Der Lügner

Pierre Corneille
Der Lügner
(Le Menteur)
Komödie in 5 Akten
Deutsch von Rainer Kohlmayer
4 D, 6 H, 1 Dek
Le Menteur (1643/44 von Corneille aus dem Spanischen übertragen und bearbeitet) wird in Frankreich oft gespielt. In Deutschland ist diese frivole Komödie, die als die erste moderne Komödie Frankreichs gilt und von Molière sehr geschätzt wurde, so gut wie unbekannt, wofür man kulturelle Gründe vermuten könnte. Eine Lügner- (und Lügnerinnen-)Komödie, bei der im Schlusswort sogar das Publikum zum Lügen ermuntert wird, scheint nicht so recht ins Land des kategorischen Imperativs und zur deutschen Tradition des Lustspiels, getreu dem Lessing-Motto „Man kann auch lachend sehr ernsthaft sein“, zu passen.

Aber nein: Corneille passt durchaus, auch heute noch, nicht nur, weil der kategorische Imperativ Kants längst zur politisch korrekten Heuchelei geschrumpft ist. Der Hauptgrund dafür, dass dieses Stück – mit über 900 Vorstellungen eines der meistgespielten Stücke der Comédie-Française überhaupt, die es 2004/05 wieder einmal mit großem Erfolg aufführte – auf den deutschen Bühnen nicht vorkam, war das Fehlen einer spielbaren Übersetzung. Die in den 1920er Jahren entstandene Übersetzung von Hans Schiebelhuth war schon zum Zeitpunkt ihrer Entstehung sprachlich hoffnungslos veraltet, erst recht zur Zeit ihrer Publikation (1954).

Wenn man sich die Mühe macht, zeilen- und satzgenau zu übersetzen und dabei den französischen Text konsequent in lebendiges Gegenwartsdeutsch umzuwandeln, versteht man, weshalb das Stück an den französischen Theatern so beliebt ist. Es ist ein ausgesprochen rhetorisch-kulinarischer Text, pointen- und tiradenreich, voll hinreißender Szenen und spannend bis zum Schluss. Und durch die Vater-Sohn-Beziehung auch psychologisch interessant. Es ist eine Art Bunbury des 17. Jahrhunderts.

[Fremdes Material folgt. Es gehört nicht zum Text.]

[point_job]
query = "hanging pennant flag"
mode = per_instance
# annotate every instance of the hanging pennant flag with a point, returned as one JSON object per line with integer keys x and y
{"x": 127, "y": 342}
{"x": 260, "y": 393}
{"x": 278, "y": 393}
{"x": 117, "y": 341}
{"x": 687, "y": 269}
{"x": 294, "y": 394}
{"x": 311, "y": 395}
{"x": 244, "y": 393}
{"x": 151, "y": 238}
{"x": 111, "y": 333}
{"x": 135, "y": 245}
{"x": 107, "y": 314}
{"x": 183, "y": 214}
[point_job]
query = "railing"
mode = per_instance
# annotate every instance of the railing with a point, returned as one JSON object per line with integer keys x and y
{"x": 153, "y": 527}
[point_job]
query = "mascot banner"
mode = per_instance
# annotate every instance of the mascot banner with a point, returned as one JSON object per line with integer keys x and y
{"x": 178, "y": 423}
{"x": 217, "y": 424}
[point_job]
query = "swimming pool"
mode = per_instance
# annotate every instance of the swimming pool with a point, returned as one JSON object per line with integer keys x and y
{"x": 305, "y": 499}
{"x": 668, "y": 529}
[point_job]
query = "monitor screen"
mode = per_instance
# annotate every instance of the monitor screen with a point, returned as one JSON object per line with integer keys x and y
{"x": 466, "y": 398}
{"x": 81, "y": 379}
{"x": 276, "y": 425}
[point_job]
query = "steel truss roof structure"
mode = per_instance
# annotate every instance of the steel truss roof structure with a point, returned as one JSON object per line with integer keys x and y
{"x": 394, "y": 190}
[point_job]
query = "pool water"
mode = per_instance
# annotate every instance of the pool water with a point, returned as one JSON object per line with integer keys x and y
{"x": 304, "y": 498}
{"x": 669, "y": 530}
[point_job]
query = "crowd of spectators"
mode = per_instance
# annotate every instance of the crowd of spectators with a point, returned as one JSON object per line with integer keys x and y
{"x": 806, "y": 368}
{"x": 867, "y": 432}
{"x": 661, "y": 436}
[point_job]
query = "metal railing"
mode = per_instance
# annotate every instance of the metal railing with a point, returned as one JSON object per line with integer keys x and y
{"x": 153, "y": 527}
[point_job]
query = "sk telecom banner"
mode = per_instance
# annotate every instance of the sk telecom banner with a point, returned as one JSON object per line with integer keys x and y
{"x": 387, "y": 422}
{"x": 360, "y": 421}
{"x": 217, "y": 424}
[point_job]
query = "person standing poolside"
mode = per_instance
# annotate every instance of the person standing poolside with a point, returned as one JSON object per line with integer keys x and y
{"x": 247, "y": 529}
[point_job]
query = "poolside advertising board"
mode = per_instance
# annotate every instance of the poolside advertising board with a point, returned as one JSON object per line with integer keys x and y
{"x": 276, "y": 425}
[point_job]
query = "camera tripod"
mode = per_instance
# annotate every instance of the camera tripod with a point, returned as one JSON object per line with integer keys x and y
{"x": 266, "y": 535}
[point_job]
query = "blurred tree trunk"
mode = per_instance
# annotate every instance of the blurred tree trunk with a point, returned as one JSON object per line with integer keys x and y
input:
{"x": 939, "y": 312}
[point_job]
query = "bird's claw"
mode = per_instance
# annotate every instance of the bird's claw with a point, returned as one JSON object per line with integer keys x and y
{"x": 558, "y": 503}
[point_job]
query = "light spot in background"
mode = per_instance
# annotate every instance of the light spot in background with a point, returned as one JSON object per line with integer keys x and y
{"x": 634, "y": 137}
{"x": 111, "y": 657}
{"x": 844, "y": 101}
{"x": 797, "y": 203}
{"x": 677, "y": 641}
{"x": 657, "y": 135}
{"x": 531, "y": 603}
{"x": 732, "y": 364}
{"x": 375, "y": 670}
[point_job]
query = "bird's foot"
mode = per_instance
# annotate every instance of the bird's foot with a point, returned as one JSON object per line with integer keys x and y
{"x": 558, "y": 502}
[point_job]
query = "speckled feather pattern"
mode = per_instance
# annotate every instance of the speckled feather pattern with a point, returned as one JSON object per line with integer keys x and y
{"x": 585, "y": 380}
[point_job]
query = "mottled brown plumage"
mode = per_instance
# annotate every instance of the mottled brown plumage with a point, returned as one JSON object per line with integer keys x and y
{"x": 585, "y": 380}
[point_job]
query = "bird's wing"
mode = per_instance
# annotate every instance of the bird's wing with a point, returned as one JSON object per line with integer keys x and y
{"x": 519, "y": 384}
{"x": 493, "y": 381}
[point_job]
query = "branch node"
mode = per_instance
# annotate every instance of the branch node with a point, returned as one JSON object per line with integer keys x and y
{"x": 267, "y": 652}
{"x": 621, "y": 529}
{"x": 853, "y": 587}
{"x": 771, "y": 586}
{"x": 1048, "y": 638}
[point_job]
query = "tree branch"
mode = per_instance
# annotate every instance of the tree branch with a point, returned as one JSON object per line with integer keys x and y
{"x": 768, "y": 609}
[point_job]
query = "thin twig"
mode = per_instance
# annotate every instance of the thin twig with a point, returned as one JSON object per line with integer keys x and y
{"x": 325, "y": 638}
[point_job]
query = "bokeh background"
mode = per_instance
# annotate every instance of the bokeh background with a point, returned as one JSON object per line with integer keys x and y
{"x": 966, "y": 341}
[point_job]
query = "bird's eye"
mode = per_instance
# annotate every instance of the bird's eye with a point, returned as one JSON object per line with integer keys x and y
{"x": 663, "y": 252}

Corneilles Lügner Dorante ist ein sympathischer Narziss, der sich ständig neu erfindet, der – wie besoffen von Redegewandtheit und Phantasie, und immer auf der Flucht nach vorn – seine eigene Wirklichkeit produziert, sich im Netz seiner Lügen verstrickt und durch noch kühnere Lügen wieder daraus befreit. Ein rhetorischer Don Juan, der in sich selbst und in das Prinzip Frau verliebt ist, ein großes Kind, dem der Dichter Corneille das böse Erwachen erspart. Die Redekunst triumphiert über die Moral, die Phantasie besiegt die Realität.

Die Leidtragenden sind vermutlich die Frauen, die sich in das fragile Happy End fügen müssen. Aber Corneilles Frauenfiguren sind auch nicht auf den Mund gefallen, aus ihrer Raffinesse und großstädtischen Eloquenz spricht ein emanzipiertes, gescheites Selbstbewusstsein, wie es aus dem deutschen Klassikerstädtchen Weimar kaum zu vernehmen war. Corneilles Figuren sind himmelweit entfernt von Idealismus und opferbereiter Innerlichkeit. Die schöne sprachliche Oberfläche ist die Substanz, ähnlich wie in Mozarts Così fan tutte.

In der Komödie darf die Anarchie über die Ordnung siegen und daran erinnern, dass ein Leben ohne Kunst und Phantasie eine Erde ohne Himmel wäre. Und so staunt das Publikum mit offenem Mund, wenn sich der Eskapist Dorante am Schluss noch einmal mit einer halsbrecherischen Kehrtwendung aus dem Regen in die Traufe lügt.